BSTR to CString conversion for Arabic text

1.2k views Asked by At

My VC++ (VS2008) project uses Multi-byte Character set.

I've the following code to convert a date string to COleDateTime

_bstr_t bstr_tDate = bstrDate; //bstrDate is populated by a COM function

const CString szStartDateTime = bstr_tDate.operator const char *();

bool bParseOK = oleDateTime.ParseDateTime(szStartDateTime);

This code works well in all regional settings, but fails in Arabic regional settings, where the input date is this format: 21/05/2012 11:50:31م

After conversion, the CString contains junk characters and parsing fails: 01/05/2012 11:50:28ã

Is there a BSTR to CString conversion that works in Arabic settings?

2

There are 2 answers

0
LihO On

BSTR is string consisting of UTF-16-encoded Unicode codepoints (wide "chars", 16-bit):

typedef WCHAR OLECHAR;
typedef OLECHAR* BSTR;

which means that special characters like 'م' are represented by single WCHAR. In multi-byte string (C-style char* or std::string) are these special characters represented by more characters (therefore it's called "multi-byte").

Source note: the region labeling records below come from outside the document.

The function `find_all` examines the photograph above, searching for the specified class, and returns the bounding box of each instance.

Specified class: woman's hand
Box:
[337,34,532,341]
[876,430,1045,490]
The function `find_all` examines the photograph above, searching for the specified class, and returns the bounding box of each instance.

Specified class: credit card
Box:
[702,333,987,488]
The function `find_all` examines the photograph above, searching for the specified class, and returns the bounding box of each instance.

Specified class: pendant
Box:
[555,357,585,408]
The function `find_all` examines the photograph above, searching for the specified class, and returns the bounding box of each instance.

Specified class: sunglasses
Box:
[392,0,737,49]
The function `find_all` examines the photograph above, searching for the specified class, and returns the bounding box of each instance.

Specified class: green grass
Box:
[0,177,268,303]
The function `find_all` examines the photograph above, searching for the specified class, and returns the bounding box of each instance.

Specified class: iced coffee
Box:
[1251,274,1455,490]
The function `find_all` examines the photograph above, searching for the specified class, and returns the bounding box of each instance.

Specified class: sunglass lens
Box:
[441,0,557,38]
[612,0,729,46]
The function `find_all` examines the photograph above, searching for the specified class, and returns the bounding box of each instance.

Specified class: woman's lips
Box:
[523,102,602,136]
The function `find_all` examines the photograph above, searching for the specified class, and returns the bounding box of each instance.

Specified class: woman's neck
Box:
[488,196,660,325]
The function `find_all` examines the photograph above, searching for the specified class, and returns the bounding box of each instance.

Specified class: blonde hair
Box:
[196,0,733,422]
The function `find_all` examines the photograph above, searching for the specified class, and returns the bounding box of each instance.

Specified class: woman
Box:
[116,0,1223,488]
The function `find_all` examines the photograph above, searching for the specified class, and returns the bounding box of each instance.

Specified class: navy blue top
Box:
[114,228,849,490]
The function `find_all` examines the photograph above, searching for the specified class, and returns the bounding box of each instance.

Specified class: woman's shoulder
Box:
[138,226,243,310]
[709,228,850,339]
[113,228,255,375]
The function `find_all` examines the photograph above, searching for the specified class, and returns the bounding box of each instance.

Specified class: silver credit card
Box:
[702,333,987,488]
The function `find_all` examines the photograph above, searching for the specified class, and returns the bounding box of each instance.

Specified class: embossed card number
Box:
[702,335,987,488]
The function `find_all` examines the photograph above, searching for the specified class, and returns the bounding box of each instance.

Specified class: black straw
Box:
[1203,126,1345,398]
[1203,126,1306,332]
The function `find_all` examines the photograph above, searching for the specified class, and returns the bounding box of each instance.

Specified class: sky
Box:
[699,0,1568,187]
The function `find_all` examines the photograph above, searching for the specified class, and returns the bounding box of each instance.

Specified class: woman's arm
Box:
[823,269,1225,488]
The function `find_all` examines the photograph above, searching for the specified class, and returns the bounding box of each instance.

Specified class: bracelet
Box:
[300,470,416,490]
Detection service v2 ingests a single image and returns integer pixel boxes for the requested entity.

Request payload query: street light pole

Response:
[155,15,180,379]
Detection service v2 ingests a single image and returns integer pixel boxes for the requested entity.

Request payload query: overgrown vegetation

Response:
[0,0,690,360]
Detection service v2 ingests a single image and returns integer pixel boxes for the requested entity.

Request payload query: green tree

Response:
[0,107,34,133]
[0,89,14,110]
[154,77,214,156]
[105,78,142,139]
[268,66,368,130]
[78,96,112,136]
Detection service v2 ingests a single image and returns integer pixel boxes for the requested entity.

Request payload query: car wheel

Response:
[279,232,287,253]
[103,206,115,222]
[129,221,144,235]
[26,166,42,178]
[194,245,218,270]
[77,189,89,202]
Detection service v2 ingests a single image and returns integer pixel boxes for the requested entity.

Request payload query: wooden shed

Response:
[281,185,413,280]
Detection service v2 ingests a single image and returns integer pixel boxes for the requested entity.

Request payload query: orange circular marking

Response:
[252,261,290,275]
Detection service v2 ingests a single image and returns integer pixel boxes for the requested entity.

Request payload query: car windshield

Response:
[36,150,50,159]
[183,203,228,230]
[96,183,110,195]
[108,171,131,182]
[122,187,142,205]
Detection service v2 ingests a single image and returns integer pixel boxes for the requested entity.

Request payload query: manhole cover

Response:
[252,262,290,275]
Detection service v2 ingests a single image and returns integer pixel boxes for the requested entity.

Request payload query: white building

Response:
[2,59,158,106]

The reason why your CString contains junk characters is because you retrieve char* directly from _bstr_t. You need to convert this wide-char string to multi-byte string first. There are more ways how to do that, one of them is to use WideCharToMultiByte function.

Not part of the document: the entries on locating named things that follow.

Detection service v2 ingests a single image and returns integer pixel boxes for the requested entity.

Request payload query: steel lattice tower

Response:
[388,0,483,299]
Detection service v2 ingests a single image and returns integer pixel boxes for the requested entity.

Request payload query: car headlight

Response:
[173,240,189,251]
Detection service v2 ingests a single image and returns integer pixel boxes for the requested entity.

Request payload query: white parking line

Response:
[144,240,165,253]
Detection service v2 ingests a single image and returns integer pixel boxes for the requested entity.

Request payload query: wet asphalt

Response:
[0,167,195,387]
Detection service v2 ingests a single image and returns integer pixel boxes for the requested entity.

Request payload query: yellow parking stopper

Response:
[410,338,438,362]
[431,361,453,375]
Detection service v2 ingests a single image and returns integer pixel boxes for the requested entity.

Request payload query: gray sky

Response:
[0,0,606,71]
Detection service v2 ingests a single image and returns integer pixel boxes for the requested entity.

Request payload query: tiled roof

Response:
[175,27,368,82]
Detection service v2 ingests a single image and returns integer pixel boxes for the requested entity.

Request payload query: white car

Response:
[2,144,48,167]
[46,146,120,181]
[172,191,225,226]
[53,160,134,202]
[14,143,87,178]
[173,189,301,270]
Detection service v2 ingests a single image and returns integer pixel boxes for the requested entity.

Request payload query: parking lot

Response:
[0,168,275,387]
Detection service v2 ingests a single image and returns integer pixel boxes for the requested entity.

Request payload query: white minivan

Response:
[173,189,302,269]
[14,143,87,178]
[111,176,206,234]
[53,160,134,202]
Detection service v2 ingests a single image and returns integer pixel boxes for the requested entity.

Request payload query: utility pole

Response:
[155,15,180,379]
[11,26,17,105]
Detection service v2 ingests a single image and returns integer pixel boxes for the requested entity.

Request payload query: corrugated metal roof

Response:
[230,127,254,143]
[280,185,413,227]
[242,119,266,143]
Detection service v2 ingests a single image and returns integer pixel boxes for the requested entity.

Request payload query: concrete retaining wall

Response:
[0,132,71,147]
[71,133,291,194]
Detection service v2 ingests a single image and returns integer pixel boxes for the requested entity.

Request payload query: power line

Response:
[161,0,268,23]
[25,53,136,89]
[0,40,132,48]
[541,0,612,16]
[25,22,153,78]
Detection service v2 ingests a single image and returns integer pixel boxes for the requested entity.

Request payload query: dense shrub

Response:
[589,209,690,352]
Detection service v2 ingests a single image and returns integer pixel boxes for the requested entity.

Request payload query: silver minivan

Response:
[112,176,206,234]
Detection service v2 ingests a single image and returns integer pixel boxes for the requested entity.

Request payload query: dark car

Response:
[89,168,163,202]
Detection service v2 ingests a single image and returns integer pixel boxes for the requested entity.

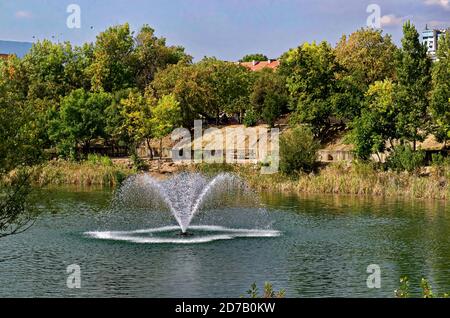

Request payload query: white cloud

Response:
[381,14,404,26]
[424,0,450,10]
[15,10,33,19]
[427,20,450,28]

This question will also help you: How do you properly use WideCharToMultiByte

0
Pavel Radzivilovsky On

What you are trying to do is possible with CString despite the MBCS setting, but it will only support Arabic.

It is probably much easier to start supporting all Unicode. This can be done without much damage to existing code (you can keep the std::string and char*) if you follow the instructions at the Windows section of utf8everywhere.org.